Portugal’s former prime minister spoke of political crises and war ravaging much of the world. He also highlighted US-China tension, conflicts in Ethiopia, Yemen and Syria, and the fears of ordinary Afghans after the Taliban swept back to power last month.
He also said that future wars could involve a “massive cyber attack” and the use of robot warriors that can “choose targets and kill people without human interference”. Without a legal framework to govern them, such autonomous weapons should be banned, he said.
Leaders should try to keep global temperature rise below the target of 1.5°C compared to pre-industrial times, he said, and bridge the gap between rich and poor nations with a global Covid-19 vaccination plan.

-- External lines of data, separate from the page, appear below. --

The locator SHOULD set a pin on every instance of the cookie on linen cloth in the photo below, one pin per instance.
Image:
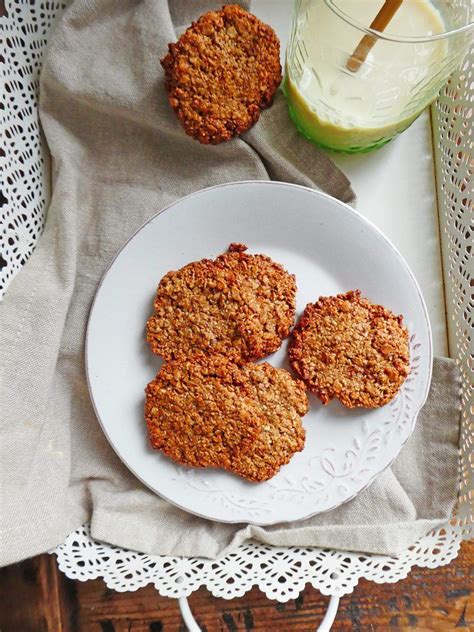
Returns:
(221, 73)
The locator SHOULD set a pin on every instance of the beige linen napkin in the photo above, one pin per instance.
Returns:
(119, 155)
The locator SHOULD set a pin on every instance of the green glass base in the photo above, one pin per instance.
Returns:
(349, 150)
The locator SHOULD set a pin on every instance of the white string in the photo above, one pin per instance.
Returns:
(325, 625)
(331, 612)
(188, 615)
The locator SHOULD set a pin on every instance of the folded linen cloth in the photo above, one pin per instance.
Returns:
(119, 155)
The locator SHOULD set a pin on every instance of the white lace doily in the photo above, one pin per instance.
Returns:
(24, 163)
(281, 573)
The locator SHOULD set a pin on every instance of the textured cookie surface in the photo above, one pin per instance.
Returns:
(221, 73)
(238, 304)
(283, 401)
(208, 411)
(346, 347)
(198, 412)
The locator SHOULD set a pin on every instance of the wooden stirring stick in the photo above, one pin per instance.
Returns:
(379, 23)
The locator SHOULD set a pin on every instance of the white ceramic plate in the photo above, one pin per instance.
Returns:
(331, 249)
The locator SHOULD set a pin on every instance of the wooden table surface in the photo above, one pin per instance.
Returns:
(37, 597)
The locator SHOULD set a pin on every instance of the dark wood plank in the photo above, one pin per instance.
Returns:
(30, 596)
(438, 599)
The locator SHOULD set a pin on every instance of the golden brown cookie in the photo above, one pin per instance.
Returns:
(208, 411)
(283, 401)
(346, 347)
(221, 73)
(199, 413)
(239, 304)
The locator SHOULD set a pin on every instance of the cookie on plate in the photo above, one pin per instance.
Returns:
(209, 411)
(283, 401)
(221, 73)
(238, 304)
(344, 346)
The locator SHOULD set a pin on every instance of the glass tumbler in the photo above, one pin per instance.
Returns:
(406, 65)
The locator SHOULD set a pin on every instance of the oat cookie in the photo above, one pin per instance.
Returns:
(284, 402)
(238, 304)
(209, 411)
(346, 347)
(199, 413)
(221, 73)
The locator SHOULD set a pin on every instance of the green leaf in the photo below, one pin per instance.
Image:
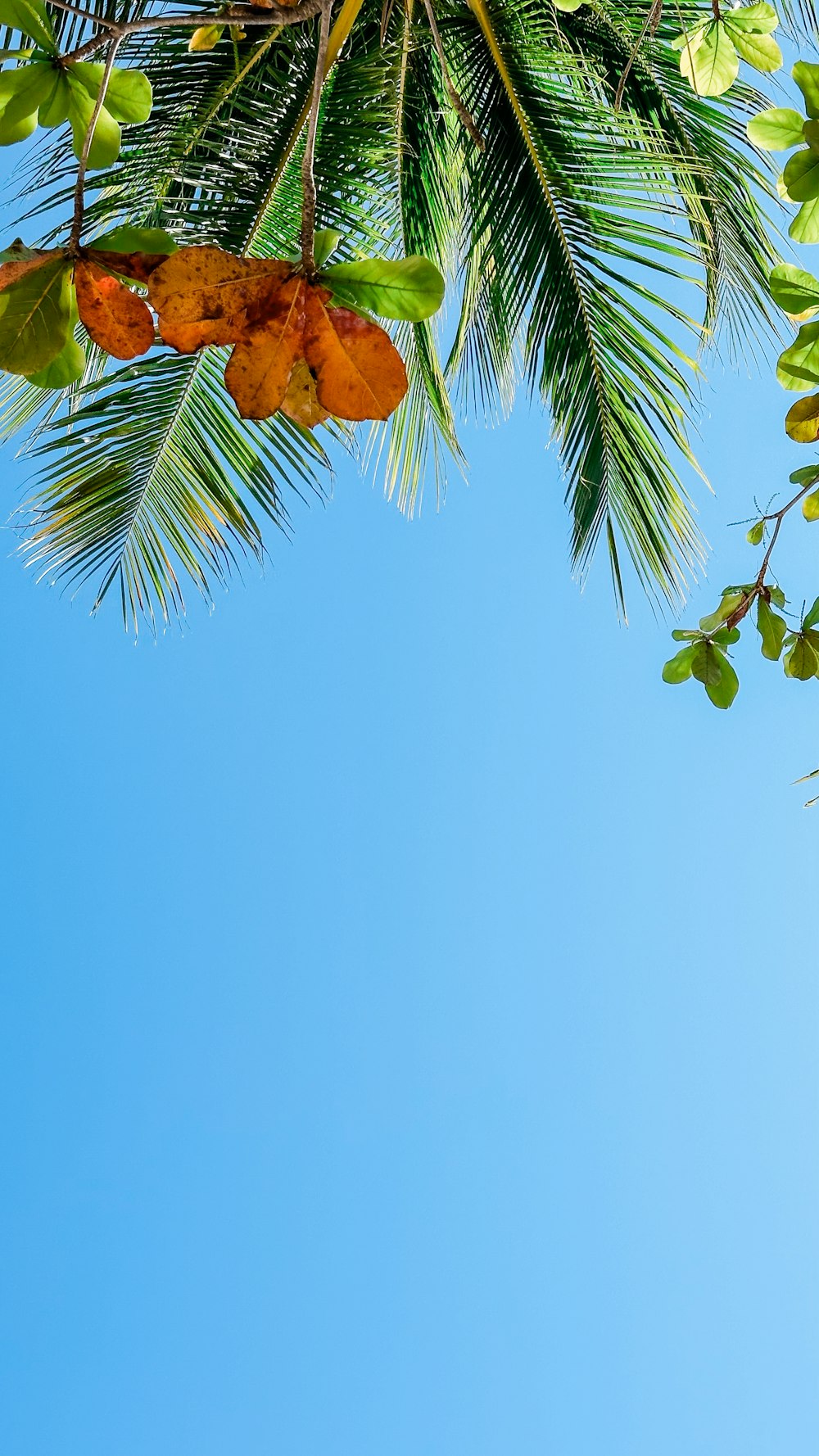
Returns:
(678, 668)
(29, 18)
(136, 241)
(812, 617)
(706, 664)
(759, 52)
(106, 138)
(755, 20)
(35, 318)
(802, 419)
(325, 243)
(129, 97)
(407, 288)
(65, 370)
(794, 290)
(723, 612)
(800, 662)
(806, 76)
(776, 130)
(713, 65)
(771, 629)
(726, 688)
(802, 175)
(799, 366)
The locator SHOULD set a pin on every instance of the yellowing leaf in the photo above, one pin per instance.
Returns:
(114, 316)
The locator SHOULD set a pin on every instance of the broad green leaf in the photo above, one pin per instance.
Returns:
(776, 130)
(799, 366)
(806, 76)
(29, 18)
(129, 95)
(713, 65)
(405, 288)
(802, 421)
(759, 52)
(325, 243)
(678, 668)
(725, 689)
(793, 288)
(66, 369)
(771, 629)
(723, 612)
(136, 241)
(706, 664)
(106, 138)
(802, 175)
(35, 318)
(800, 662)
(758, 20)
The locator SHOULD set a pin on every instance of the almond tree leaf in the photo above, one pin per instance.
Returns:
(29, 18)
(258, 372)
(65, 370)
(359, 372)
(799, 366)
(802, 421)
(114, 316)
(129, 93)
(802, 175)
(713, 65)
(793, 288)
(203, 295)
(394, 288)
(35, 314)
(776, 130)
(806, 76)
(301, 402)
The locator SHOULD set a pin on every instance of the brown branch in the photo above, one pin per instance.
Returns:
(237, 15)
(456, 101)
(308, 177)
(82, 170)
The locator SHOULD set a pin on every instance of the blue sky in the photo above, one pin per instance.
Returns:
(409, 1006)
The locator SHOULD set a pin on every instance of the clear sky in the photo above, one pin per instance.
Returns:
(410, 1005)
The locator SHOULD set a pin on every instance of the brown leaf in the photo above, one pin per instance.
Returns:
(130, 265)
(258, 372)
(203, 296)
(301, 402)
(357, 369)
(114, 316)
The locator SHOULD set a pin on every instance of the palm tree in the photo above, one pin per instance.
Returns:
(604, 194)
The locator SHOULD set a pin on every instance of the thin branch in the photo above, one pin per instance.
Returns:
(308, 178)
(456, 101)
(237, 15)
(82, 170)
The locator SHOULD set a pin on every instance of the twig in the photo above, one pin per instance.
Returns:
(456, 101)
(237, 15)
(82, 170)
(308, 177)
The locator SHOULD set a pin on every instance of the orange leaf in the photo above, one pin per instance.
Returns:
(203, 296)
(359, 372)
(258, 372)
(114, 316)
(301, 402)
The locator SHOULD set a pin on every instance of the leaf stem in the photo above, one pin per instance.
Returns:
(82, 170)
(308, 177)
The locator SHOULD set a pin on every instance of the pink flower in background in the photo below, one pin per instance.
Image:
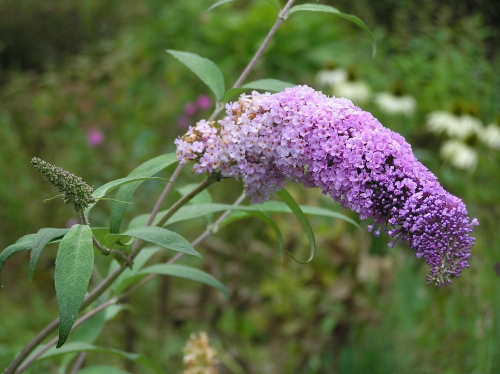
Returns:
(95, 137)
(190, 109)
(204, 102)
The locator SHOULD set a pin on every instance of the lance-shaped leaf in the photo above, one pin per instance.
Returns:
(336, 12)
(43, 237)
(125, 193)
(23, 244)
(187, 272)
(268, 85)
(159, 236)
(205, 69)
(74, 263)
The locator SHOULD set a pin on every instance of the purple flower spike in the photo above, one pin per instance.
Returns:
(304, 136)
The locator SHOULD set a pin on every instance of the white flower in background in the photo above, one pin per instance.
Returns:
(396, 104)
(453, 126)
(330, 77)
(355, 90)
(490, 136)
(459, 154)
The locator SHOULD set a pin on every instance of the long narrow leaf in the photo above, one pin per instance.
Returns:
(24, 243)
(43, 237)
(334, 11)
(110, 186)
(125, 193)
(297, 211)
(187, 272)
(205, 69)
(159, 236)
(74, 263)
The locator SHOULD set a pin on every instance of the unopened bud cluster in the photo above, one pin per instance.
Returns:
(304, 136)
(75, 190)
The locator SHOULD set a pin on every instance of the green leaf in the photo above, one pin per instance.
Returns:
(89, 330)
(125, 193)
(159, 236)
(78, 347)
(187, 272)
(74, 263)
(110, 186)
(23, 244)
(219, 3)
(205, 69)
(102, 369)
(43, 237)
(269, 85)
(297, 211)
(334, 11)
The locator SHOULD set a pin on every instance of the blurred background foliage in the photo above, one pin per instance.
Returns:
(87, 85)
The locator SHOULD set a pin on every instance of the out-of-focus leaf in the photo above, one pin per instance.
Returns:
(186, 272)
(297, 211)
(335, 11)
(74, 264)
(205, 69)
(218, 4)
(102, 369)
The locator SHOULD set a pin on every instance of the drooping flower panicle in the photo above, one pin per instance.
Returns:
(75, 190)
(304, 136)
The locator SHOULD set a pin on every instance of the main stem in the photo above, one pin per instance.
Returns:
(139, 245)
(281, 17)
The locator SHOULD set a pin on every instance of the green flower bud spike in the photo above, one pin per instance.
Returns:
(75, 190)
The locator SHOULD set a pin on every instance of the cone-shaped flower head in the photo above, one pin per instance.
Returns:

Mr Guterres, who was elected to a second five-year term in June, co-hosted closed-door talks with UK Prime Minister Boris Johnson to urge three dozen leaders to increase their climate ambitions before key talks in Glasgow in November.
Instead of scrapping coal-fired power stations and other polluting technologies, countries are instead burning fossil fuels. Emissions are expected to rise by 16 per cent by 2030.
“That would condemn us to a hellscape of temperature rises of at least 2.7°C above pre-industrial levels”, with worsening fires, droughts, storms and other devastating weather tragedies.
Though other leaders chose to focus on climate change and Covid, Iranian President Ebrahim Raisi took a different route in a pre-recorded statement, hailing the end of US “hegemony” in world affairs. He pointed to America’s political divisions and its military withdrawals from Afghanistan and Iraq.
Last year’s annual UN meeting was scaled back owing to the coronavirus pandemic. This year’s event has a hybrid feel, with about 100 leaders in New York but with many meetings being held online amid fears of the Delta variant of the coronavirus.